Salas hipostilas, aposentos cobertos preenchidos por colunas, aparecem em templos ao longo de toda a história do Egito. Na altura do Reino Novo eles costumavam se encontrar diretamente em frente à área do santuário.[87] O acesso a estas salas era menos restrito que o dos aposentos internos, e encontrava-se aberto até mesmo para os fiéis comuns em alguns casos.[86] Também eram menos escuros; as salas dos templos do Reino Novo elevavam-se formando altas passagens centrais ao longo do caminho usado pelas procissões, permitindo a entrada, através de um clerestório, de uma fraca iluminação. A epítome deste estilo é a Grande Sala Hipostila de Carnaque, cujas maiores colunas têm 21 metros de altura. Em períodos posteriores os egípcios preferiram um estilo diferente no qual uma tela baixa em sua frente permitia a entrada da luz.[87] Estas salas escuras, cujas colunas tinham a forma de plantas como o lótus ou o papiro, simbolizavam o pântano mitológico que cercava o monte primevo durante a criação. As colunas também eram equiparadas aos pilares que sustentavam o céu na cosmologia egípcia.[88]

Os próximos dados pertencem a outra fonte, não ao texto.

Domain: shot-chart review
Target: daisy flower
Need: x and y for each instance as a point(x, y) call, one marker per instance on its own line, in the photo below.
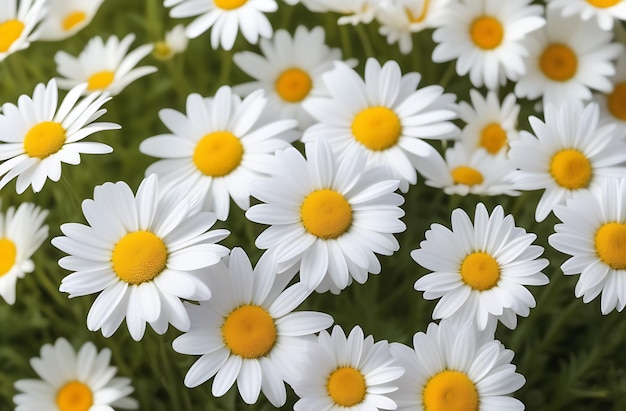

Além da sala hipostila estava um ou mais peristilos, pátios descobertos que formavam parte integrante dos projetos dos templos egípcios desde o Reino Antigo, e tornaram-se áreas de transição nos projetos utilizados durante o Reino Novo, ocupando o local entre o espaço público exterior ao templo e as áreas mais restritas em seu interior. Era aqui que o público interagia com os sacerdotes, e se reunia durante os festivais. Na frente de cada pátio havia costumeiramente um pilone, um par de torres chatas e largas que flanqueavam o portão principal. Existem apenas poucos pilones remanescentes dos templos do Reino Antigo e Médio, porém durante o Reino Novo ele rapidamente se tornou a fachada mais característica e imponente dos templos egípcios, servindo simbolicamente como uma torre de proteção contra as forças da desordem, e possivelmente estava associado ao hieróglifo que significava "horizonte", enfatizando o simbolismo solar do templo.[89]

A parte frontal de cada pilone continha nichos onde pares de mastros com bandeiras eram erguidos. Ao contrário dos pilones, estas bandeiras estavam presente nas entradas dos templos deste os primeiros santuários pré-dinásticos, e estavam tão associados com a presença da divindade que o hieróglifo para elas acabou se tornando a palavra egípcia para "deus".[89]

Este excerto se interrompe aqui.